/ 7 May 2004

In key for a new season

The Johannesburg Philharmonic Orchestra’s (JPO) fourth birthday is on June 21 — an unbelievable feat, because the months between January and June 2000 were some of the blackest for orchestral musicians in Johannesburg.

At the end of January 2000 the old National Symphony Orchestra was disbanded owing to a lack of funds. That orchestra gave two heart-rending free performances to the Johannesburg public in Parktown’s Linder Auditorium without a conductor. Both houses were brimful. Many thought it the final death knell for orchestral music in Africa’s richest city.

The musicians thought differently.

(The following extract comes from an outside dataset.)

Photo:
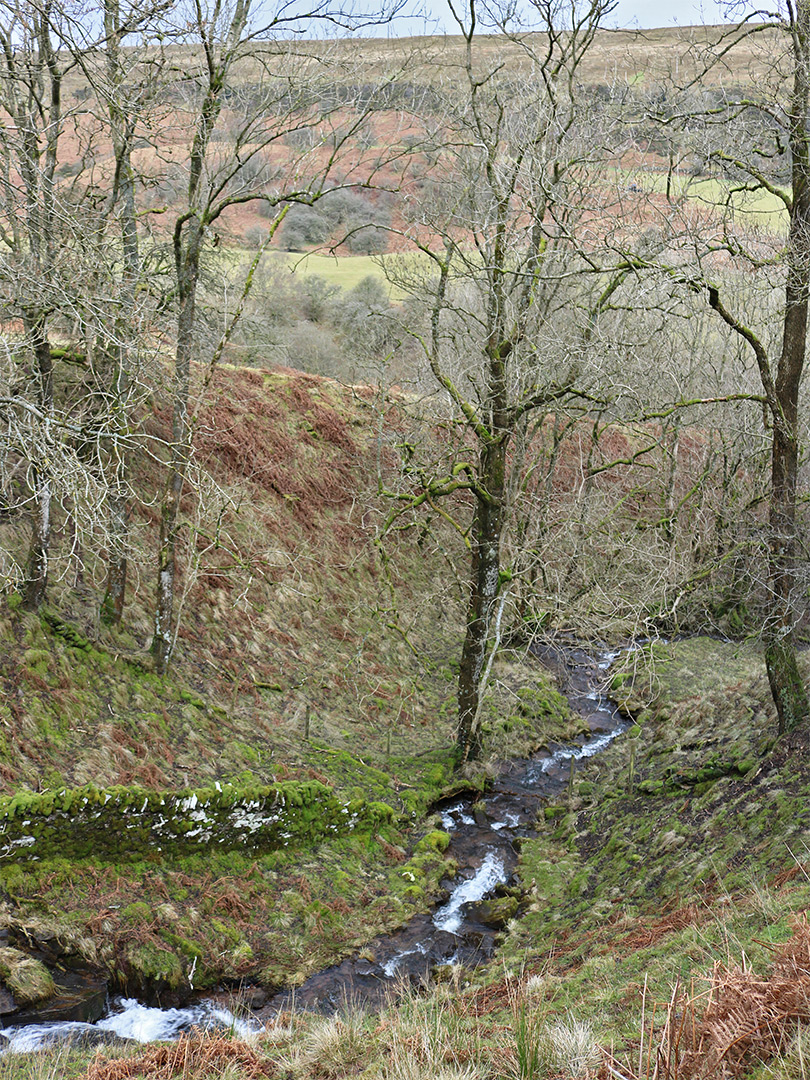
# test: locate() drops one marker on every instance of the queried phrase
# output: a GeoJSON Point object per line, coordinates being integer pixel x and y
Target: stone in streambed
{"type": "Point", "coordinates": [497, 912]}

They started forming committees to investigate the possibility of establishing a new orchestra where each member would be a stakeholder in the company they collectively own. The JPO gave its inaugural concerts on June 21 and 22 that year in the Linder with Finnish maestro Hannu Lintu conducting. The sustainability of regular symphony seasons was one of the challenges facing the new orchestra. It met only sporadically during the first 30 months of its existence. However, since 2003 it presented four symphony seasons annually. With ample corporate funding, the JPO is now able to plan seasons at least a year ahead. After an excellent first season in 2004 with only a couple of artistic disappointments, lovers of symphonic music can look forward to an arguably better second symphony season, starting on May 12 at the Linder. The five-concert season on Wednesdays and Thurdays at 8pm ends on June 10.

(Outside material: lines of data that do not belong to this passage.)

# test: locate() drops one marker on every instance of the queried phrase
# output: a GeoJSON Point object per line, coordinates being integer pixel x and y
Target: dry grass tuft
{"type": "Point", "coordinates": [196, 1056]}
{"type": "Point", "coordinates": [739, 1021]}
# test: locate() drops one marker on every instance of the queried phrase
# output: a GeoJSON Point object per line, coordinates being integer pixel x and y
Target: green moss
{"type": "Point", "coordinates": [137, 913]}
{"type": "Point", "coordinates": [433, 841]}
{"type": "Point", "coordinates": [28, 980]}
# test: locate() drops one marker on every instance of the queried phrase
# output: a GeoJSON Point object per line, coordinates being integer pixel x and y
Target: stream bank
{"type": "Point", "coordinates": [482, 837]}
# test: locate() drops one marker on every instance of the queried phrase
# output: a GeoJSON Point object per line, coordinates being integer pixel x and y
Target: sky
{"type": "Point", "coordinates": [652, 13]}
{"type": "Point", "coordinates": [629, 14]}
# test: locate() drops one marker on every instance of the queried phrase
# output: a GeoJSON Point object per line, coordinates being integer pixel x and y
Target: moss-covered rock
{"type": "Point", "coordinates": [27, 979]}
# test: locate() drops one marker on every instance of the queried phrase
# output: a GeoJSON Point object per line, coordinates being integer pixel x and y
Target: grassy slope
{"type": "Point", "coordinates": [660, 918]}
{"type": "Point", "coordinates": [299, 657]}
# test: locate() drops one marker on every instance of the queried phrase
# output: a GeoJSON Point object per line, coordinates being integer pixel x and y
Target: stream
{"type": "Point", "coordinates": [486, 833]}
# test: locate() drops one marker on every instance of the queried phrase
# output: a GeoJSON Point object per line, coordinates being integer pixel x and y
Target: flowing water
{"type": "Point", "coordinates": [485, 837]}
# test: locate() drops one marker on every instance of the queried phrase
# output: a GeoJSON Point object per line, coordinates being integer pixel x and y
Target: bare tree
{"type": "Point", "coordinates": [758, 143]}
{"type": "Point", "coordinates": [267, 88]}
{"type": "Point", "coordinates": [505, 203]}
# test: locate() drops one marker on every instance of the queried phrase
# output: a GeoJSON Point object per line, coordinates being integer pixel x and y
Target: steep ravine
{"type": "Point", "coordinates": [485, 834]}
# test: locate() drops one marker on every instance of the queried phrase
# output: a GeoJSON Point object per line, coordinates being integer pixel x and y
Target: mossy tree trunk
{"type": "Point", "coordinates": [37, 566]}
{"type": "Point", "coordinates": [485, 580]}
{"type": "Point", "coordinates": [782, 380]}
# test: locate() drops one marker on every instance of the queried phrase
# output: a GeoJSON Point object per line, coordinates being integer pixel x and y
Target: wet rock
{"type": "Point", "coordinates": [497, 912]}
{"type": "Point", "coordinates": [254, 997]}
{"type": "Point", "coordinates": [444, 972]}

Although United States composer Alan Hovhanness’s Mysterious Mountain (1955) is apparently popular on Classic FM, a live performance of this work by the composer of Armenian and Scottish parentage might have a different impact.

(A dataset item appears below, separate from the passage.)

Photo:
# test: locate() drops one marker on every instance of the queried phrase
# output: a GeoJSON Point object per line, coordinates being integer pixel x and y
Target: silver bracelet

Only a minority might appreciate the composer’s New Age sounds and his sometimes boringly conservative harmonies. The orchestration is colourful and mystical, but unfortunately at times, also wearisome.

However, the same concert presents French pianist Jean Dubé (23) who won the International Liszt Competition in Utrecht, The Netherlands, two years ago. He’ll be playing the Liszt Piano Concerto No 1 in E Flat Major.

But how adroit will conductor Michael Hankinson be and what kind of exoticism will he be able to evoke in the full score of Stravinsky’s Firebird Ballet?

The week after that, on May 19 and 20, a new conductor will take his bow with the JPO — Pretoria-born Conrad van Alphen, who already has an international reputation. He will conduct Russian master pianist Boris Petrushansky in a performance of Beethoven’s Piano Concerto No 4 in G Op 58, while he will also bring us one of the 20th century’s most celebrated symphonies: the Shostakovich No 10 in E Op 93. In terms of formal analysis, few of the composer’s symphonies have had more written about them than this one.

For the three remaining concerts, the JPO has contracted a maestro who has had a special relationship with it from the very first year — Germany’s Bernhard Gueller. He or the riveting Charles Ansbacher from the US, who conducted during this year’s first season, is the kind of orchestra trainer the JPO needs to continually grow as an symphonic entity. Gueller brings us three stimulating, divergent programmes.

The first, on May 26 and 27, are by Czech, Hungarian and Russian composers, opening with a selection of Dvorák’s Slavonic Dances, followed by a rare performance of Bartok’s Viola Concerto as prepared for performance from the composer’s original manuscript by Tibor Serly.

The brilliant, Russian-born violinist, who lives in Pretoria but is often one of the JPO’s sub-principals, will be the soloist. The concert ends with Rachmaninov’s swansong, the broodingly melancholic Symphonic Dances, Op 45.

The following week Anton Nel (piano) is the soloist in music by Viennese composers: Schubert’s Rosamunde Overture, the Brahms Piano Concerto No 1 in D Op 15 and Beethoven’s Symphony No 3 in E Flat Op 55 (The Eroica), also performed at the JPO’s inaugural concert.

The theme for the final concert on June 9 and 10 is The Planets. Not only will Gustav Holst’s famous suite be heard, but the June concert opens with Mozart’s last and arguably greatest symphony, No 41 in C K551 (The Jupiter). Book at Computicket.